2) Ridefinizione dei ruoli politici delle province. Le province sono state create nel 1833 con lo scopo
centralizzante di coordinare l’organizzazione periferica dello Stato. Con la Costituzione del 1978, la
sovrapposizione territoriale tra le Comunità e le province ha determinato un elemento di discriminazione politica
poiché sette delle diciassette Comunità sono uniprovinciali e dunque capaci di combinare ed armonizzare
l’amministrazione provinciale e autonomica così che, de facto, è presente un governo tripartito locale, regionale e
centrale. Al contrario nelle altre dieci Comunità, il livello provinciale di governo è artificiale ed è imposto dal
centro, per esempio, come accade in Catalogna.
3) Divisione dei poteri e amministrazione periferica dello Stato. Il progetto di riforma punta ad una
progressiva riduzione dell’amministrazione periferica statale che ridurrebbe il peso del governo centrale nelle
Comunità autonome. In altre parole, si vogliono evitare delle inutili duplicazioni ed interferenze con le
Amministrazioni regionali. A tal riguardo, la proposta riguardante la trasformazione dei governatori civili
(prefetti) in sottodelegati provinciali dotati di minor competenza si inserisce nel progetto dell’Amministrazione
unica. In breve, riducendo il peso dell’amministrazione centrale, le Comunità autonome eserciterebbero la quasi
totalità delle funzioni esecutive rendendo il sistema spagnolo simile al cd. federalismo amministrativo che
caratterizza il modello tedesco.
4) Riforma della finanza pubblica e solidarietà interregionale. Le riforme, che abbiamo visto più
specificatamente in precedenza, devono perfezionare i diversi sistemi fiscali che caratterizzano la realtà delle
Comunità proseguendo in maniera ancora più determinata lungo la linea del federalismo fiscale. Occorre poi
potenziare il meccanismo di solidarietà economico-finanziario fra le Regioni al fine di ridurre le differenze
infraregionali (horizontal equalization).

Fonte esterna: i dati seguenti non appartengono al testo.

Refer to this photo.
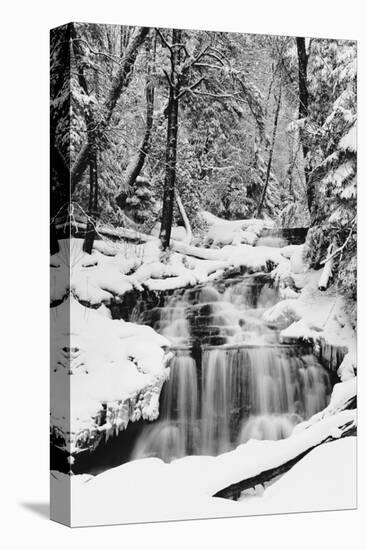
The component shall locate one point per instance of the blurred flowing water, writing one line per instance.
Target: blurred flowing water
(231, 380)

In conclusione, gli scenari futuri devono tenere in considerazione tutti questi aspetti che devono essere
contestualizzati nella situazione politica spagnola. In particolare, il PSOE si è manifestato a favore del modello
federale, mentre il PP difende il primato dello Stato centrale. I partiti nazionalisti propendono per un modello
federale marcatamente asimmetrico. Dunque, se i partiti regionali saranno determinanti nel tempo per assicurare
un governo di maggioranza al paese, è possibile intravedere un ulteriore processo di federalizzazione ma in
direzione asimmetrica. Al contrario, lo sviluppo dello Stato autonomistico potrebbe giungere ad una federazione
oppure ad un allontanamento del modello federale.